JSON is not Hypermedia

JSON is not hypermedia. That may seem confusing, because you might be thinking:

"but didn't we just add links to our JSON - isn't that hypermedia?"

And that answer is no, because if you read the official JSON specification, all it will talk about is where your curly braces, quotes, colons and commas should go. JSON is about the structure of the data - it says nothing about what's actually inside of the data. So by itself, JSON is just a media type, because there's nothing in there that says where your links should live.

Hal+JSON IS Hypermedia

But what's cool is that we've adopted this HAL JSON. This is something that's built on top of JSON: it starts with the JSON structure and then adds extra rules about where links should live. So when you talk about JSON, that's a media format. But when you talk about HAL, that's a hypermedia format, because it's spec tells you that links live below _links.

So that's really it: hypermedia is just a way to say: I have a structure that returns links, and there are rules about where those links live.

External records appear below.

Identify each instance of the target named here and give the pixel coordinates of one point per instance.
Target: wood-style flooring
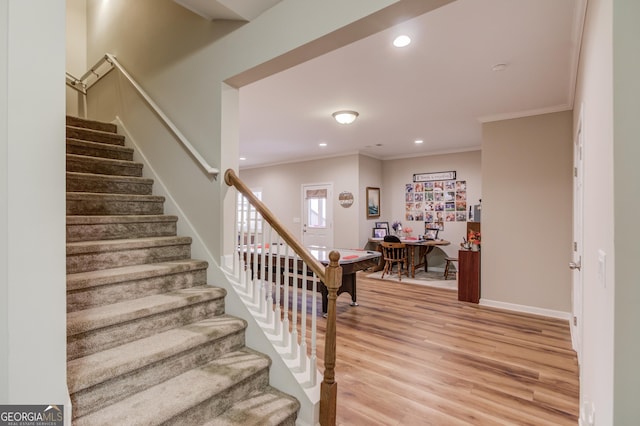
(415, 355)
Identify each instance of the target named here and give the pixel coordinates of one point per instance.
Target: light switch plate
(602, 268)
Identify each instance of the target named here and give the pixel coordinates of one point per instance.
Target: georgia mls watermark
(31, 415)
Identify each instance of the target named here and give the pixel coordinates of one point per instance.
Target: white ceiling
(439, 89)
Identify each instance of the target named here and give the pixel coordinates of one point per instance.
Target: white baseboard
(526, 309)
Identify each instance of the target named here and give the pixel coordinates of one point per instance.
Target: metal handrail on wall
(96, 72)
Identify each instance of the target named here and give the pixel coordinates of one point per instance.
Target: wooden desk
(423, 247)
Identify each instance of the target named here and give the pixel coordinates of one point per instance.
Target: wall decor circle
(345, 199)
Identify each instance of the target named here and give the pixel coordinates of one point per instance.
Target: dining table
(417, 251)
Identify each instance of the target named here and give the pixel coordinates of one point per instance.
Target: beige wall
(184, 76)
(526, 212)
(626, 65)
(282, 192)
(397, 173)
(76, 49)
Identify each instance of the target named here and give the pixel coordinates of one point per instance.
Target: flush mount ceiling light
(401, 41)
(499, 67)
(345, 117)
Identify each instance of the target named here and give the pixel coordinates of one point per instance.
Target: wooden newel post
(329, 387)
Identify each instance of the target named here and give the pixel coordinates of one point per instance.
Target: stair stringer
(280, 375)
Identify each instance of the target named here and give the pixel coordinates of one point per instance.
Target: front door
(317, 222)
(576, 261)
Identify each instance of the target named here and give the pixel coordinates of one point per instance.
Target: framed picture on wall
(384, 225)
(380, 232)
(373, 202)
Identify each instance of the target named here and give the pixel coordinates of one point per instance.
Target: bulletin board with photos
(436, 202)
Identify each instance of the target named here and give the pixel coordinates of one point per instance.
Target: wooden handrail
(329, 387)
(231, 179)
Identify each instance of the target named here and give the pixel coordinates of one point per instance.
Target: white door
(317, 221)
(576, 261)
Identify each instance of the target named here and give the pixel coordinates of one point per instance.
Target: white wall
(280, 185)
(281, 192)
(4, 205)
(594, 95)
(626, 69)
(397, 173)
(32, 157)
(527, 168)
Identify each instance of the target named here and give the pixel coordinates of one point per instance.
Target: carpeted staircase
(148, 341)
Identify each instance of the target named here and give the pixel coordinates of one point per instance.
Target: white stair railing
(279, 281)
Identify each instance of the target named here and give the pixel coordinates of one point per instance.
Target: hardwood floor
(414, 355)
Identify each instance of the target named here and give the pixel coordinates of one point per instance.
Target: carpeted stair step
(262, 408)
(95, 149)
(89, 228)
(94, 135)
(103, 327)
(103, 166)
(86, 256)
(107, 184)
(91, 124)
(103, 378)
(194, 397)
(97, 288)
(87, 203)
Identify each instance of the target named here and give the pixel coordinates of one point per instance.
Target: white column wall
(594, 99)
(32, 225)
(626, 127)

Advertising your Hypermedia Type (Content-Type Header)

As soon as you adopt a hypermedia format, instead of returning a Content-Type of application/json, you can return a Content-Type of something different, like application/hal+json. At the bottom of this page, there's an example of what a response looks like:

HTTP/1.1 201 Created
Content-Type: application/hal+json
Location: http://example.org/api/user/matthew

{
    ...
}

And you can see that the response comes back with a Content-Type of application/hal+json. This is a signal to the client that the response has a JSON structure but has some additional semantic rules on top of it. What's awesome is that if we return this in our API and someone looks at that header, they're going to say:

"Oh, what's this application/hal+json format?".

If they haven't heard of it, they can Google it and read about the structure and say:

"oh, they're using a format where the links live in an `_links` key"

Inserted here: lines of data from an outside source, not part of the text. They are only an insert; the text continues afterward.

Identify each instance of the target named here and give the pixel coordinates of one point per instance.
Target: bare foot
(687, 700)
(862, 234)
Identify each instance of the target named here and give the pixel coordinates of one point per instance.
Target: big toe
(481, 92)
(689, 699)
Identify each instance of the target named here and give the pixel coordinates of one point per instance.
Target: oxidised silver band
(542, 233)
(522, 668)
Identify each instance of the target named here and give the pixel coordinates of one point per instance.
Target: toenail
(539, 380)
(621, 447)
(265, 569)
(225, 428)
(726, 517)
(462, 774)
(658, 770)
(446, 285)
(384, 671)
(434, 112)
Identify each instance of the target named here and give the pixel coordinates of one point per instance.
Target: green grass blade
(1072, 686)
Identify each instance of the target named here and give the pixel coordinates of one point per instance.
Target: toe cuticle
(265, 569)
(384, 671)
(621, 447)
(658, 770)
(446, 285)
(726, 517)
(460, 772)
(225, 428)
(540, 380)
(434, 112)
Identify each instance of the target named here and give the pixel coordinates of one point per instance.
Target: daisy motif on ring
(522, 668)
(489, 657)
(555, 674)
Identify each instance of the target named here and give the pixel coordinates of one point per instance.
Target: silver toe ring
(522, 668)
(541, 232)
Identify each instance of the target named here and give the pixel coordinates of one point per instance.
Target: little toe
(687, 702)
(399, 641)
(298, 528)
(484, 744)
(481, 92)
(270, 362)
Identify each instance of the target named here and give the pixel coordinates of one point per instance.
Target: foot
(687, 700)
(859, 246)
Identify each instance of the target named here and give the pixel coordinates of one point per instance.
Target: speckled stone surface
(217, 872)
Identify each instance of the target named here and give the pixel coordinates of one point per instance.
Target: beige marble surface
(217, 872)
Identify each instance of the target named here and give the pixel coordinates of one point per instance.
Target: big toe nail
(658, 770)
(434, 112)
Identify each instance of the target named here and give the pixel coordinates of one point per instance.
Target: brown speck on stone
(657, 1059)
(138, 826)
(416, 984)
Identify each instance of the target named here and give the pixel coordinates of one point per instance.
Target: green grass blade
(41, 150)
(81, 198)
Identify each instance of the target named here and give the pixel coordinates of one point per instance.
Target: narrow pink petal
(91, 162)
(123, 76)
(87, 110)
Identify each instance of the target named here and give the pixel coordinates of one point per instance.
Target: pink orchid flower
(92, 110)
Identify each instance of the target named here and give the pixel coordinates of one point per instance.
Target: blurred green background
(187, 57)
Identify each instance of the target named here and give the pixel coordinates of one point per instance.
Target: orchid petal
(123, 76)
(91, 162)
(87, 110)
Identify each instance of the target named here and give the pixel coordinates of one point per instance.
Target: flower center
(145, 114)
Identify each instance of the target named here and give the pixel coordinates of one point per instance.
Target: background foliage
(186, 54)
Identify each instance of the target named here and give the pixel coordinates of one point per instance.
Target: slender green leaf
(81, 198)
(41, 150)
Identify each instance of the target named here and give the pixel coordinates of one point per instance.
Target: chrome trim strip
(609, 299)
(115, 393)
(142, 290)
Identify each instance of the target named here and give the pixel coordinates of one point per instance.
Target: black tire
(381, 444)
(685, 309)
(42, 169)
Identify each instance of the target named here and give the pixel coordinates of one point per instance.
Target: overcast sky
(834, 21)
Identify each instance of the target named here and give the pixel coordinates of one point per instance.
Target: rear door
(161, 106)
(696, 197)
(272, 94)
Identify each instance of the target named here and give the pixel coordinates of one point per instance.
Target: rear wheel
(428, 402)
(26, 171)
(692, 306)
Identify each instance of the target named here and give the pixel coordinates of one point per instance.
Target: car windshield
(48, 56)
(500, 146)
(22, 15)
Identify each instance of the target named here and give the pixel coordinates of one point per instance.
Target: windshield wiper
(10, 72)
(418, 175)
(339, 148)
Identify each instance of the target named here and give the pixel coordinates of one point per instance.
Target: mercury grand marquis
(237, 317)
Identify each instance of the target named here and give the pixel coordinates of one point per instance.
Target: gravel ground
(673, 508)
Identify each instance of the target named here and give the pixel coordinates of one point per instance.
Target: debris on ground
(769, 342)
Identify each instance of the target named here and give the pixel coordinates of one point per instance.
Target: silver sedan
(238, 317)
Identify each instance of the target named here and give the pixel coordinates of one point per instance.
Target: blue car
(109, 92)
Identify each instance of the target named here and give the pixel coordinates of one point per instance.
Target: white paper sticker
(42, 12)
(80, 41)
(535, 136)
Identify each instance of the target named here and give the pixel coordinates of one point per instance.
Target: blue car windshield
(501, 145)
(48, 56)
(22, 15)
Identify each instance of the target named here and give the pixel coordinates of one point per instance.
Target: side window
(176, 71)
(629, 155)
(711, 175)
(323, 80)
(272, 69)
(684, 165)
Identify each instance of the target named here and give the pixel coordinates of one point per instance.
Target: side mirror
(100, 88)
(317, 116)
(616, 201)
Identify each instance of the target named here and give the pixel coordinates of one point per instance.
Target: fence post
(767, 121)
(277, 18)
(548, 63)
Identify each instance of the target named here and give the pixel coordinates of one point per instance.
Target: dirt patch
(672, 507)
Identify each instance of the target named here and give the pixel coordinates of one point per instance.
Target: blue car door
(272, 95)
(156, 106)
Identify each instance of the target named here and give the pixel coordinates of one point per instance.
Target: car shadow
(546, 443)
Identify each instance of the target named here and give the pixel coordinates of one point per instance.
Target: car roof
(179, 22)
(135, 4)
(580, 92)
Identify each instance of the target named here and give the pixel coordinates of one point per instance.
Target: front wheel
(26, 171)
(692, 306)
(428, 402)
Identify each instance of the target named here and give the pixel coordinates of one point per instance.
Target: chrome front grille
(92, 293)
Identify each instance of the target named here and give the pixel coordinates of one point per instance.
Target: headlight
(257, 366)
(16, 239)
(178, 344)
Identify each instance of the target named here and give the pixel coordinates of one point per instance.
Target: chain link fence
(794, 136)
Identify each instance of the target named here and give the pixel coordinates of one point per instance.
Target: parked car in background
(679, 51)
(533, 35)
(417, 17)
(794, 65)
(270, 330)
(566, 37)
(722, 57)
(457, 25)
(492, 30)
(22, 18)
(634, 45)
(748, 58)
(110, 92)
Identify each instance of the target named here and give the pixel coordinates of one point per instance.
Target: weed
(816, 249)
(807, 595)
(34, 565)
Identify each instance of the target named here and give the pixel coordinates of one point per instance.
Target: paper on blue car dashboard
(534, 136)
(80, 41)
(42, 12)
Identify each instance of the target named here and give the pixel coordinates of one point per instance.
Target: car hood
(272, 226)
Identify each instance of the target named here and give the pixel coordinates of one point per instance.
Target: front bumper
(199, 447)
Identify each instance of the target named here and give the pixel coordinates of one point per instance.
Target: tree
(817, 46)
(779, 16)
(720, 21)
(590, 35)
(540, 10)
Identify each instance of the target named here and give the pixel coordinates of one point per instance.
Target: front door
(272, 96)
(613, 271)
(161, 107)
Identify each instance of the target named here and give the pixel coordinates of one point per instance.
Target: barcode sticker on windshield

along with some other rules.

Globally Setting the Content-Type

Because we're already following HAL, returning this Content-Type header on all of our endpoints is an easy win. In battle.feature, let's add a new scenario line to test this. My editor isn't happy with my language here. If you can't remember your definitions, run behat with the -dl option:

php vendor/bin/behat -dl

I'll grep this for header because I know I have a definition. Ah, and my language is slightly off. And now PHPStorm is very happy:

36 lines | features/api/battle.feature
// ... lines 1 - 25
Scenario: GET one battle
// ... lines 27 - 29
When I request "GET /api/battles/%battles.last.id%"
Then the response status code should be 200
// ... lines 32 - 34
And the "Content-Type" header should be "application/hal+json"

Oh, and we actually want to look for application/hal+json. I'll run the test first, and it's failing:

php vendor/bin/behat features/api/battle.feature:26

Remember, this is served from BattleController, so let's go back there. And all of our endpoints call this same createApiResponse method:

// ... lines 1 - 52
public function showAction($id)
{
$battle = $this->getBattleRepository()->find($id);
// ... lines 56 - 59
$response = $this->createApiResponse($battle, 200);
return $response;
}
// ... lines 64 - 65

If we click into this, it opens up the BaseController and this is a method we created earlier. It uses the serializer then creates a Response. So let's just update that Content-Type header:

// ... lines 1 - 236
protected function createApiResponse($data, $statusCode = 200)
{
$json = $this->serialize($data);
return new Response($json, $statusCode, array(
'Content-Type' => 'application/hal+json'
));
}
// ... lines 245 - 301

Run the test, and it passes perfectly:

php vendor/bin/behat features/api/battle.feature:26

Now, API clients can see this header and know that we're using some extra rules on top of the JSON structure.